LE INCOGNITE DI UN MOVIMENTO CHE RISCHIA L’AUTOGOL

 

di Massimo Franco

 

Il tiro al bersaglio dei grillini contro il loro leader Giuseppe Conte sta diventando vistoso. Delegittimare l’esponente cooptato e spedito per due anni e mezzo a Palazzo Chigi dal Movimento sa di autogoal. Anche perché l’unico motivo per il quale è stato scelto l’ex premier sarebbe la sua popolarità tuttora resistente. Il modo sarcastico in cui Beppe Grillo lo apostrofa, e il ministro degli Esteri, Luigi Di Maio, si limita a osservare, sembrano fatti per mettere alla prova le doti leggendarie di incassatore di Conte.

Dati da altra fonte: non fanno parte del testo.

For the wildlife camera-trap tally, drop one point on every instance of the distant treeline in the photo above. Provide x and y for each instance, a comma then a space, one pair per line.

Le voci accreditano una competizione tra lui e l’ex sindaca di Roma ,Virginia Raggi, bocciata alle elezioni di ottobre. E come tempi della resa dei conti, di nuovo, si indica il voto per il Quirinale a fine gennaio. Ma tutto fa pensare che spingere il ridimensionamento di Conte fino alle estreme conseguenze rappresenti tuttora un azzardo per la nomenklatura. È stato scelto dal M5S, con una finzione di tregua tra lui e Grillo che è difficile disdire senza accentuare un disorientamento allarmante.

Appaiono più verosimili un conflitto latente e un logoramento progressivo, che aggraveranno la crisi dei Cinque Stelle senza farla esplodere: almeno a breve. Che la leadership di Conte sia più debole di quanto si pensasse è evidente. Altrettanto palpabile, e rischiosa, è però a voglia degli avversari interni di dimostrare che il suo potere nel Movimento è limitato. Le nomine alla Rai sono state la manifestazione eclatante del tentativo di certificare che i suoi margini di manovra sono limitati: sebbene la narrativa ufficiale sia quella di una grande unità.

Trattandosi di quella che rimane la formazione di maggioranza relativa, c’è da chiedersi quale sarà la ricaduta di questa incertezza al vertice. L’impressione è che accentuerà la tentazione di uscire dalle difficoltà lanciando sempre più temi «populisti», con gli occhi puntati su eventuali elezioni anticipate. Per un Conte che si sente insidiato dai «governisti» grillini e sottovalutato dal premier Mario Draghi, la tattica è quasi obbligata: marcare una differenza rispetto alla coalizione, e sventare le trappole all’interno del M5S, anche assecondando le spinte più demagogiche.

Il suo appello di ieri ad aumentare gli stipendi degli italiani ne è una traduzione. Approfittando del «via libera» del Parlamento Ue al salario minimo, Conte dichiara: «Basta perdere tempo. Alziamo i salari!». L’appello ha ricevuto una accoglienza fredda. In quasi tre anni a Palazzo Chigi, il problema non si era posto. Ma le situazioni cambiano, è la replica. Per questo i grillini si preparano a dire sì al finanziamento pubblico dei partiti, prima demonizzato, e ad archiviare il divieto di candidarsi più di due volte. L’alibi sarà l’avallo digitale della Rete.